A hierarchical model for eDNA fate and transport dynamics accommodating low concentration samples
Cite this dataset
Augustine, Ben (2024). A hierarchical model for eDNA fate and transport dynamics accommodating low concentration samples [Dataset]. Dryad. https://doi.org/10.5061/dryad.8gtht76wc
Abstract
Environmental DNA (eDNA) sampling is an increasingly important tool for answering ecological questions and informing aquatic species management . Challenges of using eDNA include determining species source location(s) and accurately and precisely measuring low concentration eDNA samples, especially considering inhibitory compounds and multiple sources of ecological and measurement variability. These challenges must be overcome to optimize our use of modeling frameworks like the eDNA Integrating Transport and Hydrology (eDITH) model. To better understand eDNA fate and transport dynamics, our ability to estimate parameters within the eDITH framework, and our ability to reliably quantify low concentration samples, we developed a hierarchical model and used it to evaluate a fate and transport experiment. Our model addresses several low concentration challenges by modeling the number of copies in each PCR replicate as latent variables with a count distribution and conditioning detection and quantification on replicate copy number. We provide evidence that the eDNA removal rate was not constant through time, estimating that over 80% of eDNA was removed over the first 10 m, traversed in 41 seconds. After this initial period of rapid decay, eDNA decayed slowly with consistent detection through our furthest site 1km from the release location, traversed in 250 seconds. We show that the eDITH model parameters can be difficult to estimate in this scenario. Our model further allowed us to detect extra-Poisson variation in the allocation of copies to replicates. Despite not observing evidence for inhibition as typically quantified using internal positive controls in conjunction with a binary decision rule (e.g., $\Delta$Cq>3), we hypothesized this overdispersion could be due to inhibitors. We extended our hierarchical model to accommodate a continuous effect of inhibitors, and used our model to provide evidence for the inhibitor hypothesis and explore the implications, if true. We show that inhibitors can cause substantial underestimation of eDNA site concentration, bias eDITH model parameter estimates, and attribute measurement variability erroneously to ecological variability. While our model is not a panacea for all challenges faced when quantifying low eDNA concentrations, it provides a framework for a more complete accounting of uncertainty that can be further tested and refined.
README: A Hierarchical Model for eDNA Fate and Transport Dynamics Accommodating Low Concentration Samples
https://doi.org/10.5061/dryad.8gtht76wc
Description of the data and file structure
All files used for data analysis and resulting files (posteriors, etc.) are in the "Data Analysis" folder on Zenodo.
All files used for simulation analyses are in the "Simulation" folder on Zenodo, as are all simulation results (posteriors, etc.).
Data Description
The field data are located in greenhollow_techrep 12_4_2.csv on Dryad.

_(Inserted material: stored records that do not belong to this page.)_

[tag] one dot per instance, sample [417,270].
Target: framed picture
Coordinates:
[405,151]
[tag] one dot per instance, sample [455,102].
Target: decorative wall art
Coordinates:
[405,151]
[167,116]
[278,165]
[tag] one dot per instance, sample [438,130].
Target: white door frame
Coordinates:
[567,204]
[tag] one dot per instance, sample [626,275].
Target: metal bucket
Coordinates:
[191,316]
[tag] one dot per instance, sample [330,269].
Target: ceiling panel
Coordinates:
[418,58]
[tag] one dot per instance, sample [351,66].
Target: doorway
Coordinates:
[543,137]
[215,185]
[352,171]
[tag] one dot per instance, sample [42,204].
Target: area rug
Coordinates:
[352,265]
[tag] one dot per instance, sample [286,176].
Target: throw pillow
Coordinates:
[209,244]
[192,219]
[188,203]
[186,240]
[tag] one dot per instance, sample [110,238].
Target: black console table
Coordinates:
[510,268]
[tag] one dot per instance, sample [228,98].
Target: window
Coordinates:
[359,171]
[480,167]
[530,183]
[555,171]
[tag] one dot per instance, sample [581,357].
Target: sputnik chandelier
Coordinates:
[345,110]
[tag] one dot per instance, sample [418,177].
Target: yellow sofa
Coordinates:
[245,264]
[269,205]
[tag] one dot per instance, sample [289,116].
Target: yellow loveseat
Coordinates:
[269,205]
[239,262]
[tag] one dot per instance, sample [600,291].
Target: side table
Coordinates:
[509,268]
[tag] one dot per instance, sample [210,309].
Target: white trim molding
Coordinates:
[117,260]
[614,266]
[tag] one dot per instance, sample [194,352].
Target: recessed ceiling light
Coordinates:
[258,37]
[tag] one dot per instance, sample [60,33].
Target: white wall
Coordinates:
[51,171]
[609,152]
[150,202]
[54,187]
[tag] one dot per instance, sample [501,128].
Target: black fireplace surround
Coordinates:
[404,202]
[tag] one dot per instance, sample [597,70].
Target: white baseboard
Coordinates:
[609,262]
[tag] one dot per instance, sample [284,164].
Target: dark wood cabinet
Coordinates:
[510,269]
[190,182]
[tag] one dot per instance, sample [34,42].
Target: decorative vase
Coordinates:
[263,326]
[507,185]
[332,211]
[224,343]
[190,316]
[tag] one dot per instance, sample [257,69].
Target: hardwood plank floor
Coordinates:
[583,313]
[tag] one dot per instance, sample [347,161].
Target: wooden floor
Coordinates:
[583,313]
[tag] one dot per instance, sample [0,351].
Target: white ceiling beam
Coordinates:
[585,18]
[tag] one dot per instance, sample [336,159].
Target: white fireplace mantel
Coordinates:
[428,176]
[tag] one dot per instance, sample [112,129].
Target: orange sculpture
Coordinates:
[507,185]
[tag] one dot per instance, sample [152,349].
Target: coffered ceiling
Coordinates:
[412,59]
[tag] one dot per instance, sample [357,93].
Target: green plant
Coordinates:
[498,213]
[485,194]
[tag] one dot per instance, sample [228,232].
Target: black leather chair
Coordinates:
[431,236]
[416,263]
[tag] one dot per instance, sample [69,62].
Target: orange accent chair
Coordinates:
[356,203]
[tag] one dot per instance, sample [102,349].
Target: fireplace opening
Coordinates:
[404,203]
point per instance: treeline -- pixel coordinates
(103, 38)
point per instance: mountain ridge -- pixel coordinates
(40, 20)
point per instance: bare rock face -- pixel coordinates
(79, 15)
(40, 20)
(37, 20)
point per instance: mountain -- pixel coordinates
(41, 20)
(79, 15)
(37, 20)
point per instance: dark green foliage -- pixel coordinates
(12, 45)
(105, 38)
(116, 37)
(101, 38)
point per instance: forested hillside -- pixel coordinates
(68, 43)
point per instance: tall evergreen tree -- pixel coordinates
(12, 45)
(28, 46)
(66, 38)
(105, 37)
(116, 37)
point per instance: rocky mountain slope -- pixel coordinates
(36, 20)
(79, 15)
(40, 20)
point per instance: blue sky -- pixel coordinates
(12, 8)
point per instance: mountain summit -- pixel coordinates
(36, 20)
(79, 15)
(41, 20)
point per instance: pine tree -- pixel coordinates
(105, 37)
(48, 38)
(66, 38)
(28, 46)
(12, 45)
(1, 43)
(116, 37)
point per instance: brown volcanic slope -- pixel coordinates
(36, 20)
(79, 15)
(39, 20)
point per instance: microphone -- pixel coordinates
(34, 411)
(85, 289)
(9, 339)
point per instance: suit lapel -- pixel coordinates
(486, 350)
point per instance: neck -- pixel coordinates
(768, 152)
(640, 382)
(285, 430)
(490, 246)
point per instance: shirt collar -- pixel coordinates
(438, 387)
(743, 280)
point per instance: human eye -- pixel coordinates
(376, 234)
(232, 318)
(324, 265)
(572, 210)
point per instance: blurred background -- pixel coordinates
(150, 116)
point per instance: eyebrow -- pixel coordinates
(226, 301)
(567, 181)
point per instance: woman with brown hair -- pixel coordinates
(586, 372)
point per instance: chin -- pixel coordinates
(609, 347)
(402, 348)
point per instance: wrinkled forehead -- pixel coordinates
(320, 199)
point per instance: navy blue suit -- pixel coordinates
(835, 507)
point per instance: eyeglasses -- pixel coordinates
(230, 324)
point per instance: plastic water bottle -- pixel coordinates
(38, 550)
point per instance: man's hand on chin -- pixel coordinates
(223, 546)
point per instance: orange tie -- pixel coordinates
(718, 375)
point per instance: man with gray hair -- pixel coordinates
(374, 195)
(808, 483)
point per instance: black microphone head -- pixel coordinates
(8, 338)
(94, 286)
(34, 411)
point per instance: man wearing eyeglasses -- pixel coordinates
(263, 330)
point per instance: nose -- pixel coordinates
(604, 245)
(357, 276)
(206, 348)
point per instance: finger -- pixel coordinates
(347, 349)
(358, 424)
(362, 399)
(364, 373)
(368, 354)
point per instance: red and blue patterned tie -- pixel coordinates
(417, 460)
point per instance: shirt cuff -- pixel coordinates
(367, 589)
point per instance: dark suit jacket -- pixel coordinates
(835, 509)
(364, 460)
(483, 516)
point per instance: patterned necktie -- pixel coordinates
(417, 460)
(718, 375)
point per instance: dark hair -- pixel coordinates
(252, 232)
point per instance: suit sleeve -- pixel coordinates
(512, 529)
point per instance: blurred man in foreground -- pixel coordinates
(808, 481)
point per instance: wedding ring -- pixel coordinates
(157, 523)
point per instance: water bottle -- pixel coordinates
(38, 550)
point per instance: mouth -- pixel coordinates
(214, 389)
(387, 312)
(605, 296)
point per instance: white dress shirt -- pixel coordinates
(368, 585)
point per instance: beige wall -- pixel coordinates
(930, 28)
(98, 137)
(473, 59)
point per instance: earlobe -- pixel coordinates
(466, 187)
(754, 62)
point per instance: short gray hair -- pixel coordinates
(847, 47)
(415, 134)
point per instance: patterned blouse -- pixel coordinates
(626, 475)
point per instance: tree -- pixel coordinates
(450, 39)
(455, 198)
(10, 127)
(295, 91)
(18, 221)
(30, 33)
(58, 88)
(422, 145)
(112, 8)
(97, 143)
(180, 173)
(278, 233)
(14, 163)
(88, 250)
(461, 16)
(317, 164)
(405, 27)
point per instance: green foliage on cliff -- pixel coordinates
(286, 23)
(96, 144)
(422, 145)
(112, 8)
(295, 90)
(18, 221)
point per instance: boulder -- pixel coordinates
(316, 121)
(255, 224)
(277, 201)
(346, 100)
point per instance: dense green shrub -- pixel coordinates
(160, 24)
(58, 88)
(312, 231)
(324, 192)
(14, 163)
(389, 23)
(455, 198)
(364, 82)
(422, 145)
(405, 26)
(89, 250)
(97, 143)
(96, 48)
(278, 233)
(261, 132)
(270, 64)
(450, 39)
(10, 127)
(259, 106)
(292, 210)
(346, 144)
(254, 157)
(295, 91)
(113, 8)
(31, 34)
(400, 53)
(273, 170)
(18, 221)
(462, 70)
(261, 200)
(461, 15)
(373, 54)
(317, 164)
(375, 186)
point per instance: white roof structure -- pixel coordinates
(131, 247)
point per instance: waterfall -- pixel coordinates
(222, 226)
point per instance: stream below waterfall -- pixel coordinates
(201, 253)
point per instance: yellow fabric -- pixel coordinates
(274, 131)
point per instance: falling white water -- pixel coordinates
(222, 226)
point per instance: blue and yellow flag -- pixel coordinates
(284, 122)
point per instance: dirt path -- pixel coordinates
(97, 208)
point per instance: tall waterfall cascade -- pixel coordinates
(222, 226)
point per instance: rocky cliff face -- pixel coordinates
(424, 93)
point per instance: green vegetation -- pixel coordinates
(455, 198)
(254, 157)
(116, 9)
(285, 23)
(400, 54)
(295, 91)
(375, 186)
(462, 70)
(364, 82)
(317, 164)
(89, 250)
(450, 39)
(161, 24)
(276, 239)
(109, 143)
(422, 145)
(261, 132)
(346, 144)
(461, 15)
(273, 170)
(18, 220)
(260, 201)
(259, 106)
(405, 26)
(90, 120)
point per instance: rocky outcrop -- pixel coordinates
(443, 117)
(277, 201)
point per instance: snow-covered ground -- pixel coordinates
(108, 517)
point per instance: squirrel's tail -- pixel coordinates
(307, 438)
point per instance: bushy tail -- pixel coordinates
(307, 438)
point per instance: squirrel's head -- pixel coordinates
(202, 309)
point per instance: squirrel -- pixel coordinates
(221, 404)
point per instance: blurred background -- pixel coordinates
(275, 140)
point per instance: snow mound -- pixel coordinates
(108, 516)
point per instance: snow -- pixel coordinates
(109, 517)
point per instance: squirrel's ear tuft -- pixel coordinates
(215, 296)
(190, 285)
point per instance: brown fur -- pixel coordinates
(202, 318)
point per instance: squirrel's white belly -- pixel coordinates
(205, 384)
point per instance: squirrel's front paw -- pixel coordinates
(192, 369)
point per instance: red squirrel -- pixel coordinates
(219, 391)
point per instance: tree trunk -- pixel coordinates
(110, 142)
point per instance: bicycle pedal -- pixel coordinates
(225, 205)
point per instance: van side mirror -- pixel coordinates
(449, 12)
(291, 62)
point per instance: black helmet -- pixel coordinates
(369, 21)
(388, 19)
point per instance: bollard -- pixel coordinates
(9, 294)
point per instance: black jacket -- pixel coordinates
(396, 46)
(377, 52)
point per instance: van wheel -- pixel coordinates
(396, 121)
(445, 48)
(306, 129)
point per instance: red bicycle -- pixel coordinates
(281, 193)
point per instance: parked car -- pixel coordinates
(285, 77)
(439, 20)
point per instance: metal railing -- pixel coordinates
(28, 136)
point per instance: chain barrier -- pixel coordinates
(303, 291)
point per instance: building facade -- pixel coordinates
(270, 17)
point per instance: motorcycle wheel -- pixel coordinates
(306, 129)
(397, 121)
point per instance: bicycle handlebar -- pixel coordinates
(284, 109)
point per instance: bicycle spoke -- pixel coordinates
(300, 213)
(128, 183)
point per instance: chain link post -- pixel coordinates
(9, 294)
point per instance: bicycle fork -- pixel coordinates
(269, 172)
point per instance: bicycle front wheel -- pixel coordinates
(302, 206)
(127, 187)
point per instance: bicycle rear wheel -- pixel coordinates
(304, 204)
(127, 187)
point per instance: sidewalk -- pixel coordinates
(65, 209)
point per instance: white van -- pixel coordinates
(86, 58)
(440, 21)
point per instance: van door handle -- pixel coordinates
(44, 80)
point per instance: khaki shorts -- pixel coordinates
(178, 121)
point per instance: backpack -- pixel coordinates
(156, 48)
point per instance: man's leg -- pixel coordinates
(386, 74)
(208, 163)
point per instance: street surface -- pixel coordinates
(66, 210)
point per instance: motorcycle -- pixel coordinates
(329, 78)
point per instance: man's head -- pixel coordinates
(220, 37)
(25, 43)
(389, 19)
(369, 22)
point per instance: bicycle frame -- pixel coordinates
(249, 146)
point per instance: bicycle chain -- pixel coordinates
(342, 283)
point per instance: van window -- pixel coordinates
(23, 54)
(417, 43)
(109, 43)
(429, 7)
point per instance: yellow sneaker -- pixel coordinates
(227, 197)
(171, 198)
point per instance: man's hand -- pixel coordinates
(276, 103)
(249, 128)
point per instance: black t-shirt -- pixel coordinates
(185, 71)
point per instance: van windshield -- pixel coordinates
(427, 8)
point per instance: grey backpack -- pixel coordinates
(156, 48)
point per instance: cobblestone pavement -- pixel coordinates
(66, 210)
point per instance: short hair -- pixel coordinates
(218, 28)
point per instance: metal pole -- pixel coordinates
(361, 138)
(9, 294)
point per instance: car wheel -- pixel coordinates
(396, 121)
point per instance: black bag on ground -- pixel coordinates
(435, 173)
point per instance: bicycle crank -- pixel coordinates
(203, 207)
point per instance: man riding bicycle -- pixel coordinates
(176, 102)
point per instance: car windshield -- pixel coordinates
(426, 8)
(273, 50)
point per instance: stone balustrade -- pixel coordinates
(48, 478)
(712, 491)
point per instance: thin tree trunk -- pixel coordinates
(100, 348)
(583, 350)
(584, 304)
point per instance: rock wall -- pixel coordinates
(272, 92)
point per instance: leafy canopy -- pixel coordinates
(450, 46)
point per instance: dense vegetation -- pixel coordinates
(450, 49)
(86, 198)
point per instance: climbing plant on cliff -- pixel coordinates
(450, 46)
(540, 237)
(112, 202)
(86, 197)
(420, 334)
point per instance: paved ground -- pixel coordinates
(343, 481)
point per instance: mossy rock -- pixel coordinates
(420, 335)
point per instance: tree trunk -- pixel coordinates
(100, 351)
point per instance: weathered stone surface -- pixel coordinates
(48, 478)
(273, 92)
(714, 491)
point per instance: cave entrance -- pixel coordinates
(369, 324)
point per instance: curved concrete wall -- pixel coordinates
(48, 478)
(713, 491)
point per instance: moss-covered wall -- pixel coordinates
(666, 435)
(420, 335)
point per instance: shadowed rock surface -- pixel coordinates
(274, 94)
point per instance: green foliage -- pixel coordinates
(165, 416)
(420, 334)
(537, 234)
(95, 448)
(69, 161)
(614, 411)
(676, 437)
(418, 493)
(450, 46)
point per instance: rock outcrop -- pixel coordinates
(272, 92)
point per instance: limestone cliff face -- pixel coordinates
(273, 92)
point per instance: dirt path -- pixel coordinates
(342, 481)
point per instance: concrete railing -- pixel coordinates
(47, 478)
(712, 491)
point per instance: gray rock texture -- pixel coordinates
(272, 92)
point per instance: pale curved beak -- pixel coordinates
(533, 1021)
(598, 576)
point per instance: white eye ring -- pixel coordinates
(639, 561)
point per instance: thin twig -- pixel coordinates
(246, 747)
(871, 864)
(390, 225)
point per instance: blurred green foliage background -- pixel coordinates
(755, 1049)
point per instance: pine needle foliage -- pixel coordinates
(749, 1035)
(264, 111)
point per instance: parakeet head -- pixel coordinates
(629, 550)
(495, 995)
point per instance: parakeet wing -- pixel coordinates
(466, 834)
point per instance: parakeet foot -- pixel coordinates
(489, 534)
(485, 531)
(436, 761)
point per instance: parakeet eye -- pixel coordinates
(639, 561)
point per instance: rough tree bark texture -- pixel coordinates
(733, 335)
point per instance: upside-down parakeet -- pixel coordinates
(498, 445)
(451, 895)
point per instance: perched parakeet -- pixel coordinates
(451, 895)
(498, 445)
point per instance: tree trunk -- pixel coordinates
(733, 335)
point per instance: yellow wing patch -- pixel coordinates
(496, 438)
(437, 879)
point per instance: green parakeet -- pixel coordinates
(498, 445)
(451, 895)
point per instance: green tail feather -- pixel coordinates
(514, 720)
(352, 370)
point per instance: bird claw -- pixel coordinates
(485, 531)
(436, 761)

Metadata for greenhollow_techrep 12_4_2.csv is in green hollow metadata.csv on Dryad.
Data Analysis
1. The data are in greenhollow_techrep 12_4_23.csv. See files to fit models for data processing.
2. The nimble model files are "Release NimModel X.R", where X is one of the four models.
3. Custom MCMC functions (inhibitor models only) are in "State Samplers.R".
4. Test scripts to run 1 chain for each model are in "Run X.R".
5. Scripts to run multiple chains in parallel for each model are in "Run X Parallel.R".
6. The multi-chain posteriors from 5 above are stored in "S1.R", "S1b.R", "S2.R", and "S2b.R", which
correspond to Inhibitor PL, Inhibitor Exponential, Null PL, and Null Exponential. These posteriors
are plotted in .pdf files with the same names.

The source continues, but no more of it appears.